“There’s too much space in this space” - Frank Farris [2].

The confounding nature of hyperbolic geometry can be witnessed throughout nature from the frills of lettuce leaves and the curves of coral. It was born in rebellion by those who defied Euclid’s parallel postulate. Despite seeming initially counterintuitive, hyperbolic space can be made visual and tactile. When we embed small sections of 2d hyperbolic space, which is infinite, into flat 3d space. When we do this, we recover the shape of a saddle. We cannot embed much of the hyperbolic plane into our world as it will fill space too quickly and intersect with itself [3]. It turns out this occurs for the same reasons that we cannot wrap a flat paper, or a map, onto a sphere without it overlapping, creasing, and buckling.

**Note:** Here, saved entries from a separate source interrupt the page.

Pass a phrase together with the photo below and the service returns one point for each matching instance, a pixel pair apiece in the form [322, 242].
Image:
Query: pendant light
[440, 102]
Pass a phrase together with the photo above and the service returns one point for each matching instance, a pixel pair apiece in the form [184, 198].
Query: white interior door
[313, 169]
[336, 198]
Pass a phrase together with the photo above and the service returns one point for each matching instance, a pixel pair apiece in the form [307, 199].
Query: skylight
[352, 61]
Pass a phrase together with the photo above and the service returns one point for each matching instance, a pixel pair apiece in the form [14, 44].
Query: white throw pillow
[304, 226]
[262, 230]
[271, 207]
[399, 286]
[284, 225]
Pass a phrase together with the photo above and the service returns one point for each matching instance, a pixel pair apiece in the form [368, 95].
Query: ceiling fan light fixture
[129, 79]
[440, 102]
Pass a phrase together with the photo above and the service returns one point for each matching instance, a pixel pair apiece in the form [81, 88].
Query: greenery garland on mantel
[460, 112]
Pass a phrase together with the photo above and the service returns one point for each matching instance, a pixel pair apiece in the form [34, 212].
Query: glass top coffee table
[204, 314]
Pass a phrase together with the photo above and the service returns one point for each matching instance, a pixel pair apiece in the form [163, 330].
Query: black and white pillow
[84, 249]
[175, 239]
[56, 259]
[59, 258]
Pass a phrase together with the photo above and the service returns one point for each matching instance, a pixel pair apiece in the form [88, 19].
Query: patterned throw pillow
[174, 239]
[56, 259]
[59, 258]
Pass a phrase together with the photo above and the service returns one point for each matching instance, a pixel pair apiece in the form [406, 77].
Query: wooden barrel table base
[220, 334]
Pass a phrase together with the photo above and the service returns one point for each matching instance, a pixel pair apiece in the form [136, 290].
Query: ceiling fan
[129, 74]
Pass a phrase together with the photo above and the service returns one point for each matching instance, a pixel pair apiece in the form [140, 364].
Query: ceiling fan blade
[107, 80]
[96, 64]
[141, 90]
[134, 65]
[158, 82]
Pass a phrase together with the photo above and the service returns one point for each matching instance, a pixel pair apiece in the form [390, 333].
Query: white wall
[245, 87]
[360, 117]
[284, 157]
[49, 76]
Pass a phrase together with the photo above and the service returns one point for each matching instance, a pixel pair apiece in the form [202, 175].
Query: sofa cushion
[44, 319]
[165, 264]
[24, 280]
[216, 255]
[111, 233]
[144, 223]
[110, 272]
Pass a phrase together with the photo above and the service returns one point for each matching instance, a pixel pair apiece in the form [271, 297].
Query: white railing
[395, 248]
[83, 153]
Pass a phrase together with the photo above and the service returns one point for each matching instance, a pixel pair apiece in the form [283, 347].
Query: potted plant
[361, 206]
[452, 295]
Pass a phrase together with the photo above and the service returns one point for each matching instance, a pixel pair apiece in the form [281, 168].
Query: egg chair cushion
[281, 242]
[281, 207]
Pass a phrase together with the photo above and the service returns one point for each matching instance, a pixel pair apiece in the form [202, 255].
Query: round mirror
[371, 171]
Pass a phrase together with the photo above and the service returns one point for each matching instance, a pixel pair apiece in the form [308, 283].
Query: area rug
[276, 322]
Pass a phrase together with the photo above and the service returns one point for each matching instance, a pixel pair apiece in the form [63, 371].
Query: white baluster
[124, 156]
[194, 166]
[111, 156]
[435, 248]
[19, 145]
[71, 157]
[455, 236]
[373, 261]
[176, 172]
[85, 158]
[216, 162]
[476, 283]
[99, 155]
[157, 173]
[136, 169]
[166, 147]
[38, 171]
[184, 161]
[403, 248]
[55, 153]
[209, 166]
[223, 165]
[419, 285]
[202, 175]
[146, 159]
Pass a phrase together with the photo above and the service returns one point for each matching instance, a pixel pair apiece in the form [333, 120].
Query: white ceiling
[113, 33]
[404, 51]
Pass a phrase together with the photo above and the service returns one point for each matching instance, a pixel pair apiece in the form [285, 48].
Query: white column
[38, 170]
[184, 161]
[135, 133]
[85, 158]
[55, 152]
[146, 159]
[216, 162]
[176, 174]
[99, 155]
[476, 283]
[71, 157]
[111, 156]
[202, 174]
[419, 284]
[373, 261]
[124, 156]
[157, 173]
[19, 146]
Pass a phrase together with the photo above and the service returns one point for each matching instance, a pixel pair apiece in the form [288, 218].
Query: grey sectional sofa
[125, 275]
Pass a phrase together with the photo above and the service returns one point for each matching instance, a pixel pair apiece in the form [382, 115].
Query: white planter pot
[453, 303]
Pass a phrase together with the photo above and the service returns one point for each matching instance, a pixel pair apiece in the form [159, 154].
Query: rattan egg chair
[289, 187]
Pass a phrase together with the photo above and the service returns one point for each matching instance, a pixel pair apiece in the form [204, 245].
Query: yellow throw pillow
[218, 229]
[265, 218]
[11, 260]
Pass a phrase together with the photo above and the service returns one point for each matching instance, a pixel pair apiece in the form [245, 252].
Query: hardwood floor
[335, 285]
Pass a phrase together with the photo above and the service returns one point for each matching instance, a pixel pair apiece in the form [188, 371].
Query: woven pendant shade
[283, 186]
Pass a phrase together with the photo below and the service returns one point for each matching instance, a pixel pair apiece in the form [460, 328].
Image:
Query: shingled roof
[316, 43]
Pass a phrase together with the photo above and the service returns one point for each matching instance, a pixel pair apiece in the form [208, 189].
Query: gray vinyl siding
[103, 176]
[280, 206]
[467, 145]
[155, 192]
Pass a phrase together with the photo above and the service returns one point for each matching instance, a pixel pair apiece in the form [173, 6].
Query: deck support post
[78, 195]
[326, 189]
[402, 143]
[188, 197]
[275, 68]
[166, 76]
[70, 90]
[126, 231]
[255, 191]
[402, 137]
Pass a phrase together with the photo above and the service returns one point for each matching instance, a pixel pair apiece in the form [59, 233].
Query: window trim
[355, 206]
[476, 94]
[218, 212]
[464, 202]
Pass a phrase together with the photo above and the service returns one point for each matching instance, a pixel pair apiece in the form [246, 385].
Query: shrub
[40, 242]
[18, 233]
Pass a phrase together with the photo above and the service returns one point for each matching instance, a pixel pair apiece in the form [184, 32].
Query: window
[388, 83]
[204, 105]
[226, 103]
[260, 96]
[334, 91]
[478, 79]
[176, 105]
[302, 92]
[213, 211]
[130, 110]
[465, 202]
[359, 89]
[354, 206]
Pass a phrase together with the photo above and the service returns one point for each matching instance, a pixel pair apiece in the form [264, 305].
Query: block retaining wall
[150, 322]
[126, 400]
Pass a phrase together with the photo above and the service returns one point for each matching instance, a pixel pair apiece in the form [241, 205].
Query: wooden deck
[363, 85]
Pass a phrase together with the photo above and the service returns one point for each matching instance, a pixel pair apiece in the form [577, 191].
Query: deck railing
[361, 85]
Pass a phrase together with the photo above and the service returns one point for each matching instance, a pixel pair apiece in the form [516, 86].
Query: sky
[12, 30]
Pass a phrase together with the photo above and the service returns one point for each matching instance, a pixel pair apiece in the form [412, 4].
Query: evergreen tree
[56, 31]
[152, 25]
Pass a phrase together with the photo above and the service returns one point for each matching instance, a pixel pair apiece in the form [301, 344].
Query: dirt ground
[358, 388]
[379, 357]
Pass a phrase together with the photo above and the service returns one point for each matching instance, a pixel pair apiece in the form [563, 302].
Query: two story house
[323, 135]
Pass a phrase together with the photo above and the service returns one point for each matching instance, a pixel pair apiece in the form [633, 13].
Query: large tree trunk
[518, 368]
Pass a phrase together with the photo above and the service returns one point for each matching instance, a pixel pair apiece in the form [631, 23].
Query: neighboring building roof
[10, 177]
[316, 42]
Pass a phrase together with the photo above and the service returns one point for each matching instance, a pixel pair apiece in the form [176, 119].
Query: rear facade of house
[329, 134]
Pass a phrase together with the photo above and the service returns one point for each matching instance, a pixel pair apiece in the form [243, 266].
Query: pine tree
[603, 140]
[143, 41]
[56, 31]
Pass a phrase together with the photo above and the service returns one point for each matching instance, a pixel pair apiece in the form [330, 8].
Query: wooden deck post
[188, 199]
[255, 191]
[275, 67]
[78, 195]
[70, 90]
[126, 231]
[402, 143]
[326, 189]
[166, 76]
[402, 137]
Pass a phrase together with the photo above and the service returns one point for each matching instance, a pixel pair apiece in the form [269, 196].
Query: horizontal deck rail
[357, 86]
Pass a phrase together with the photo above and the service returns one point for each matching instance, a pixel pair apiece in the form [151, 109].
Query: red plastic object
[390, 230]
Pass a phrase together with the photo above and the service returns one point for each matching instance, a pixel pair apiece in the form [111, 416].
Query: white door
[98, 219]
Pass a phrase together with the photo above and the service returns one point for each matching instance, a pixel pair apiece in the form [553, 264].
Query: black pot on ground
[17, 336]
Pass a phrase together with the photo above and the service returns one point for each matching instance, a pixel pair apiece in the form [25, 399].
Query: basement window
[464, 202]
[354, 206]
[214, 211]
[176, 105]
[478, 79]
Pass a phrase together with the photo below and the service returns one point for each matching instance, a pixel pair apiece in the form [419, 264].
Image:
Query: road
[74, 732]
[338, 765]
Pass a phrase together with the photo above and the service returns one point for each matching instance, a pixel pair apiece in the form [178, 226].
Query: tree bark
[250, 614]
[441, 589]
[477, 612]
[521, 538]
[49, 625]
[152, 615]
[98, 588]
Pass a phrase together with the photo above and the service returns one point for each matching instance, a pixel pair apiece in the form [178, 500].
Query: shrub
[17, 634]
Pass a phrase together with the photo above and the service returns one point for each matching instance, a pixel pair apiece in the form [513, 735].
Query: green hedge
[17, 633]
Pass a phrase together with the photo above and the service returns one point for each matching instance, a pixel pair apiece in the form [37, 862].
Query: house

Artist Daina Taimana crochets pieces of hyperbolic planes “by increasing the number of successive stitches in a row, though finding a workable rate of increase required trial and error” [2]. Another artistic capture of the hyperbolic plane is the Poincare disk. This disk is heavily distorted, for each tile is the same size in the hyperbolic universe. Moreover, the boundary is infinitely far from the center, so this projection can be misleading without careful provisions [3]. Interestingly, the artist M. C. Escher used the Poincare disk in a great deal of his work [2].